It was a terrible, sinking feeling to be in such a remote place, several days away from the mainland, and look out from our boat deck and see large plastic objects bobbing around: balloons, buoys, even a punctured ball. We were in the middle of nowhere, yet there was always something floating near us and microplastics in our water samples.
BUENOS AIRES, Argentina—I’ve always been obsessed with waste; in fact, I’ve been studying and working in sustainability my entire adult life.
Inspired by that obsession and my sobering findings on an oceanic adventure, I founded Unplastify and have pledged my life’s work to changing the human relationship with plastic.
My fascination with sustainability led me to travel from my home in Argentina to live abroad and work as the director of a recycling center in the United States, which is known for its culture of consumption and waste.
At the center—as I sat literally surrounded by mountains of plastic—I started to obsess about the plastic that hadn’t made to our facility, wondering where it would end up. The answer was in the ocean.
I remember perfectly the moment in 2017 we decided to leave on our sustainability adventure. My husband Ignacio Zapiola and I had been married for just two months. We were having lunch and discussing our projects, what we wanted to do, and if we wanted to continue living in the United States. We decided no—it was time for something new.
Around the same time, we had started sailing and even bough our own 11.3-meter (37-foot) sailboat with a friend. We named it after the song “Fanky,” a song by Charly García, a famous Argentinian singer we were fans of. The opening lyrics go “I’m not going to stop / I have no doubts / I’m not going down / let it go up;” they echo the freedom we feel when we sail.
We had once fantasized about the idea of sailing home to Argentina. Now I added to the dream, building on the idea of collecting samples of the water as we navigated across the Atlantic Ocean back to Argentina by sailboat. We wanted to explore, observe firsthand, and personally understand what was happening with the number of plastics in the ocean. We wanted to develop possible solutions.
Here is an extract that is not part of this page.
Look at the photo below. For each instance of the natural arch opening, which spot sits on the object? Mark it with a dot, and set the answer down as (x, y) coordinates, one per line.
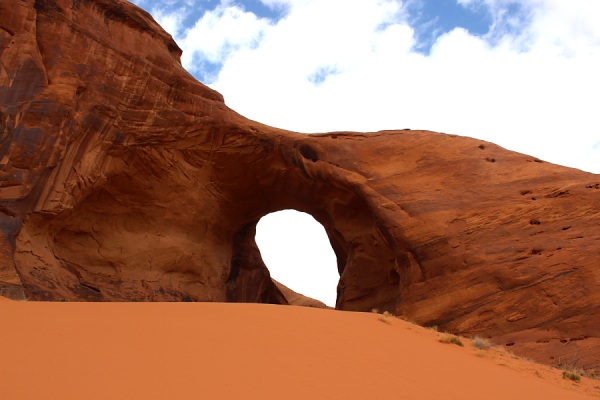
(296, 249)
Our plan was to sail back to Argentina from New York and see what we found along the way. However, due to prevailing currents and winds, completing the route turned into a six-month venture that necessitated crossing the Atlantic twice.
In May 2018, we set sail aboard the Fanky for the first leg of our trip, from New York to Gibraltar (a British Territory on Spain’s south coast). We were a crew of four; we added two friends to the expedition who had navigation experience. It took us 56 days to cover the 3,700 nautical miles, including two stops—one in Bermuda and the other in the Azores.
In our first days offshore, we had a rough start. The first two nights were terrible. The sea tossed continuously; we endured waves, rain, and freezing cold temperatures. The ship never stopped moving—it was like a mixer. Later, arriving in Bermuda, the sun came out and everything was better.
Our longest stretches at sea were 14 and 12 days. There were moments I was afraid, but I didn’t give up.
We set off again and reached Salvador de Bahía, Brazil in November, where we left the Fanky to return to “real life.”
Throughout the trip, we took different samples of plastics, large and small, from the ocean. Even after carefully cleaning everything we found, the smell was horrible. I spent hours aboard our sailboat, separating every bit.
We had already seen a lot of plastic floating around as we approached Bermuda, but it got even worse around the Azores. The sea was so calm in that area. At first, we thought that the water was clean and crystal clear—but then we realized it was actually horrible. Calm waters are the conditions in which you see large accumulations, and we saw plastic was everywhere.
It was a terrible, sinking feeling to be in such a remote place, several days away from the mainland, and look out from our boat deck and see large plastic objects bobbing around: balloons, buoys, even a punctured ball. We were in the “middle of nowhere,” yet there was always something floating near us and microplastics in our water samples.
These findings helped drive home the fact that plastic does not disappear; it always remains somewhere, and many times that place is in the ocean. Microplastics are also found in the air itself as well as the stomachs of animals such as fish and birds. It’s truly everywhere.
Far from paralyzing us, this finding motivated us to take further action and to seek solutions. We needed to start changing the human relationship with plastic and to de-plasticize the world. The idea that became Unplastify was born as we sailed through the Atlantic.